5) Re-regulate Wall Street.  Occupy Wall Street is perfectly correct that many of our current economic problems and injustices in our society have both their root and their culmination.  Others have written far more eloquently on the subject than I ever could. 

a) Rollback Rules. Set the rules back where they were when Wall Street actually may have worked for the American economy rather than as an enemy of it.  In other words stop their ability to get their fingers in so many of our pies. They have thoroughly proven that the do not deserve such capability. 

b) Cap the remuneration of executives of publicly held corporations to a proscribed percentage of the profits of the corporation. As they are publicly held, and their shareholders have too few tools at their disposal to reign these monsters in, if they want the benefits of selling shares on the public market these corporations must accept a greater degree of public responsibility and accountability. It falls to government to enact new regulations to ensure this is done until which time as shareholder rights have improved to bring these runaway wages back under some semblance of self-control. 

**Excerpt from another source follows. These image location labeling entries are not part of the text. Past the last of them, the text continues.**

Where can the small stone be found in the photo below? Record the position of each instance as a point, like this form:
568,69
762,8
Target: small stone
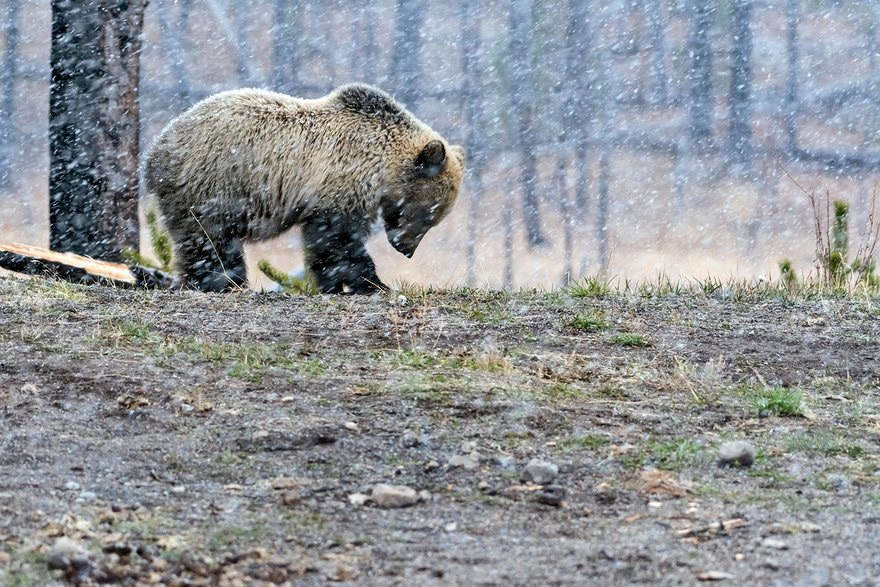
394,496
468,446
540,472
467,462
551,495
774,543
714,576
503,461
838,482
64,553
736,453
147,551
358,498
410,439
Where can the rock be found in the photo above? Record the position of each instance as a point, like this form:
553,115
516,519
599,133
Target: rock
736,453
714,576
410,439
551,495
65,553
358,498
393,496
774,543
540,472
467,462
838,482
87,496
147,551
503,461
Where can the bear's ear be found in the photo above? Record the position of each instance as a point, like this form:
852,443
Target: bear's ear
430,161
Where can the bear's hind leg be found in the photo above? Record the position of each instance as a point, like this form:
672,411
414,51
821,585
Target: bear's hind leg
211,264
337,257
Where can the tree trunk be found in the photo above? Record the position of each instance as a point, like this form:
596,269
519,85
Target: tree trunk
7,80
740,132
371,49
522,98
699,47
94,127
172,36
473,115
405,68
789,115
576,117
659,94
285,49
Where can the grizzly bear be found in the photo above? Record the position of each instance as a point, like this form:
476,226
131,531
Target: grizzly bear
246,165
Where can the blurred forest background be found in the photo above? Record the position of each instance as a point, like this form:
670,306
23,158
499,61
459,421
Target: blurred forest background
623,136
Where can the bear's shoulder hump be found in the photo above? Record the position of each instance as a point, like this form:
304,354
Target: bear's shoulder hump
373,102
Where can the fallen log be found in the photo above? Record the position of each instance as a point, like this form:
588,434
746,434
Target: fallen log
30,260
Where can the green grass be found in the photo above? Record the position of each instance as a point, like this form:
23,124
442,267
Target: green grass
775,401
675,454
591,287
630,339
825,443
592,322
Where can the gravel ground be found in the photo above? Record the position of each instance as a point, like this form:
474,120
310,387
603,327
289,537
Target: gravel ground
458,437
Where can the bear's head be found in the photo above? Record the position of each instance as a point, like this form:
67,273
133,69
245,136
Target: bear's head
424,193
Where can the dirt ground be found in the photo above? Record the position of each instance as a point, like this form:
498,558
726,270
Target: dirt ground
187,438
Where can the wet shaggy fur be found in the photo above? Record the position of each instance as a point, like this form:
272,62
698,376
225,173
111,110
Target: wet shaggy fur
246,165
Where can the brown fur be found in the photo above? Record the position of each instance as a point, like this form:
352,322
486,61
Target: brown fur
246,165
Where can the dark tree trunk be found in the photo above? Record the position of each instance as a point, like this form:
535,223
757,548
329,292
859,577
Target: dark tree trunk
740,133
7,80
602,228
659,94
285,49
94,127
405,66
173,35
789,115
473,115
700,50
578,108
522,98
576,117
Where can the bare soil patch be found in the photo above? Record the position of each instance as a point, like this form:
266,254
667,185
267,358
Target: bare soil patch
194,438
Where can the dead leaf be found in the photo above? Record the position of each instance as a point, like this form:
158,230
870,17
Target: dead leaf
714,576
661,482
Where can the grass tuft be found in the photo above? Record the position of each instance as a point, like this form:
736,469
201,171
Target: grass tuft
776,401
630,339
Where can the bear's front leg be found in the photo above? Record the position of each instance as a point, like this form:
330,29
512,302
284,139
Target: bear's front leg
337,257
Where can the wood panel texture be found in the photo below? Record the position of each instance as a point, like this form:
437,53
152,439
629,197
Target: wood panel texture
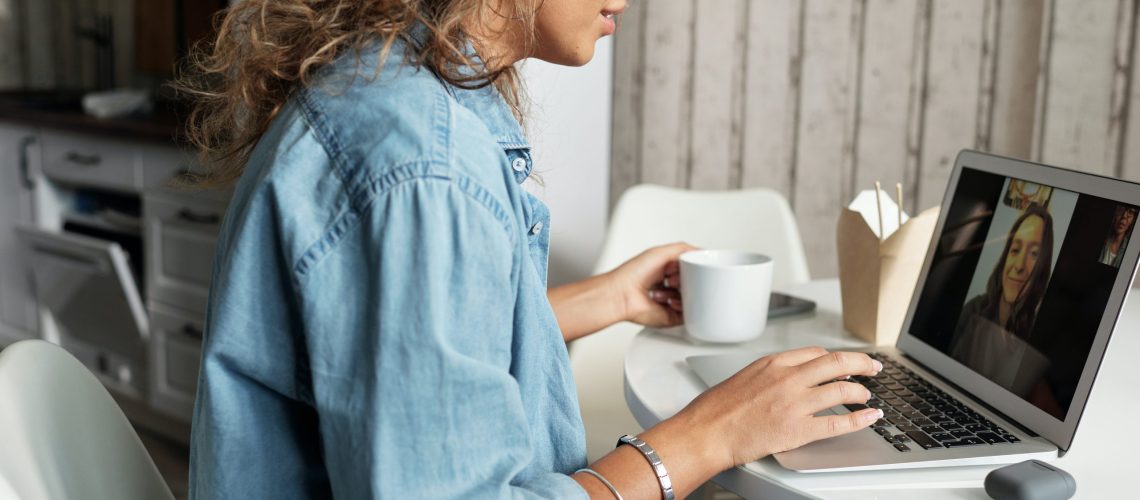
821,98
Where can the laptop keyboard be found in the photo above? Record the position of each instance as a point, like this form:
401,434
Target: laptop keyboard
918,414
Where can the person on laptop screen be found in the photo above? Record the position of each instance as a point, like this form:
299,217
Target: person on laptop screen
1113,252
994,326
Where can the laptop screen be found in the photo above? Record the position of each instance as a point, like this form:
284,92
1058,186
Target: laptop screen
1019,283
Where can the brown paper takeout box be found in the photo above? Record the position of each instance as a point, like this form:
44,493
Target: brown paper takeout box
877,278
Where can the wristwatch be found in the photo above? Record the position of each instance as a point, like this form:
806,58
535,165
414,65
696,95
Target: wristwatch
654,461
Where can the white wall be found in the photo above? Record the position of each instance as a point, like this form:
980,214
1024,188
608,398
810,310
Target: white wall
569,129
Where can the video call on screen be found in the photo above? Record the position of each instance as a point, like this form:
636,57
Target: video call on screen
1019,283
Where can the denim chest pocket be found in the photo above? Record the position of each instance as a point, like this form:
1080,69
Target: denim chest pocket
538,232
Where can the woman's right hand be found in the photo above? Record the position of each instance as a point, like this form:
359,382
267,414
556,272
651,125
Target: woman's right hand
768,407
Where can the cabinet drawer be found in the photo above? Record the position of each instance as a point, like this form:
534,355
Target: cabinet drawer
163,164
180,238
176,353
91,162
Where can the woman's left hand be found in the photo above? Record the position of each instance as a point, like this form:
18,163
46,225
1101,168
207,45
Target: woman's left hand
650,286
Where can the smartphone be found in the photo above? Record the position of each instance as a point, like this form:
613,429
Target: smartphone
781,305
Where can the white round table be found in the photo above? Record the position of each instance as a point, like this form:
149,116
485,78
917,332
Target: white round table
658,383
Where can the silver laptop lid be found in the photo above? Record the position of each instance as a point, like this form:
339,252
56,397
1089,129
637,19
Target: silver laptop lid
1022,286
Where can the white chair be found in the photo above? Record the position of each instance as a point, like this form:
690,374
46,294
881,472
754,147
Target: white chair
757,220
63,435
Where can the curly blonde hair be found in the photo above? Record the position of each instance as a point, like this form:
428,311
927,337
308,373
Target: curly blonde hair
267,49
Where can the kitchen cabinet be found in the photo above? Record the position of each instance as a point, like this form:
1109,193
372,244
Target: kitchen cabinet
114,265
18,161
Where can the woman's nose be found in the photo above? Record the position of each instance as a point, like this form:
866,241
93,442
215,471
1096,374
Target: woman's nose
1018,262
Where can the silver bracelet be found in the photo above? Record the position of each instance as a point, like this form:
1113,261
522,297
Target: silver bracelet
603,480
654,461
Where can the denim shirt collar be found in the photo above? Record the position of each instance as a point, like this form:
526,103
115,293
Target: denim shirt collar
489,106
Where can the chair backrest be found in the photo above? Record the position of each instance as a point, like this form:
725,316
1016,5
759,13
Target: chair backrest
757,220
63,435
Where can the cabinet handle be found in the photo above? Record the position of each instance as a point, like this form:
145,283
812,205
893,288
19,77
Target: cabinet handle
192,332
24,164
187,215
80,158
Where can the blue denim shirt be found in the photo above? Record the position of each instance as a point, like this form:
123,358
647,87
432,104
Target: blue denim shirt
379,322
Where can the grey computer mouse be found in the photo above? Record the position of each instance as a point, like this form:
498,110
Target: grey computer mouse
1031,480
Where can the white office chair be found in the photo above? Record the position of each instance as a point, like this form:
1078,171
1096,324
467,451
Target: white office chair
63,435
757,220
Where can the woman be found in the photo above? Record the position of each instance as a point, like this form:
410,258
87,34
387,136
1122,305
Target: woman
1117,242
994,327
379,322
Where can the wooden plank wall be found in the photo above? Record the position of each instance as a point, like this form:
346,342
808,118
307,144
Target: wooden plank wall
820,98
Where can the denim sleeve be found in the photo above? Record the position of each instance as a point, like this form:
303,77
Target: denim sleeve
410,360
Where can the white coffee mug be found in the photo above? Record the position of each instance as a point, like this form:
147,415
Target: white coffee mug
725,294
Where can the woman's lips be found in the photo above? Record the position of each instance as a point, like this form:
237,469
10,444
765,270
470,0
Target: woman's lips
611,25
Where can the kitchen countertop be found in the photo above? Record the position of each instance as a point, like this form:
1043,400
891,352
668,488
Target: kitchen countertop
62,109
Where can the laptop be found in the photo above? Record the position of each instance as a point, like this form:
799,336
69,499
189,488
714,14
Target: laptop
1023,283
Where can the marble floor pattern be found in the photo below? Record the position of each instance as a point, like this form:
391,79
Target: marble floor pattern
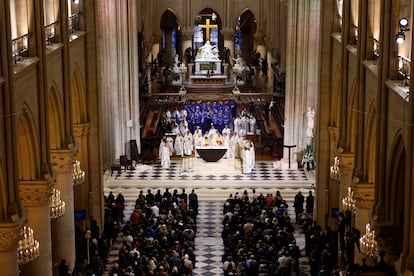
213,183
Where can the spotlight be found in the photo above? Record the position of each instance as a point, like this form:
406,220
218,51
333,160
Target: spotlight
400,37
403,24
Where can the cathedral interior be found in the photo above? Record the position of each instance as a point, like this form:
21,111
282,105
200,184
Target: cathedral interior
84,83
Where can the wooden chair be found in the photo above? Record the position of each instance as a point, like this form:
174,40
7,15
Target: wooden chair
125,162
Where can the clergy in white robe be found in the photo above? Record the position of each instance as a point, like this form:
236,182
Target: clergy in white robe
226,130
179,145
252,124
188,144
170,142
164,154
226,143
248,157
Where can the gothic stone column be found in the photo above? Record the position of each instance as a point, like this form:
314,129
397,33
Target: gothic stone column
63,228
346,165
35,198
8,249
364,196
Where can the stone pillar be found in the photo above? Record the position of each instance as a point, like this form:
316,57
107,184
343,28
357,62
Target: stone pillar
63,228
227,34
81,134
8,249
364,196
302,70
35,198
186,40
346,165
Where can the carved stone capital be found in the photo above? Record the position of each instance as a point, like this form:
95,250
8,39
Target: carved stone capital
259,38
8,236
333,133
34,193
80,130
364,194
389,239
62,159
346,161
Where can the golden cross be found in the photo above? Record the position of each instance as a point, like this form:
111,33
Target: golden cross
207,26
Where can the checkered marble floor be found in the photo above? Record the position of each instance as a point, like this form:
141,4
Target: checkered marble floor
213,182
208,243
225,170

c) Rebuild America First. The American economy must be rebuilt at home first. Corporations that create jobs in America should be rewarded and/or corporations that outsource jobs penalized. Infrastructure improvement is long overdue.  A ten year program should be instituted to rebuild America  Trade agreements are no panacea to economic growth but generally serve as a net drain up.  on the American economy. We may be able to compete with anyone one on one but not everyone simultaneously.  It's illogical to believe otherwise. Most free trade agreements enrich a part of our economy at the expense of the health of the whole of our economy.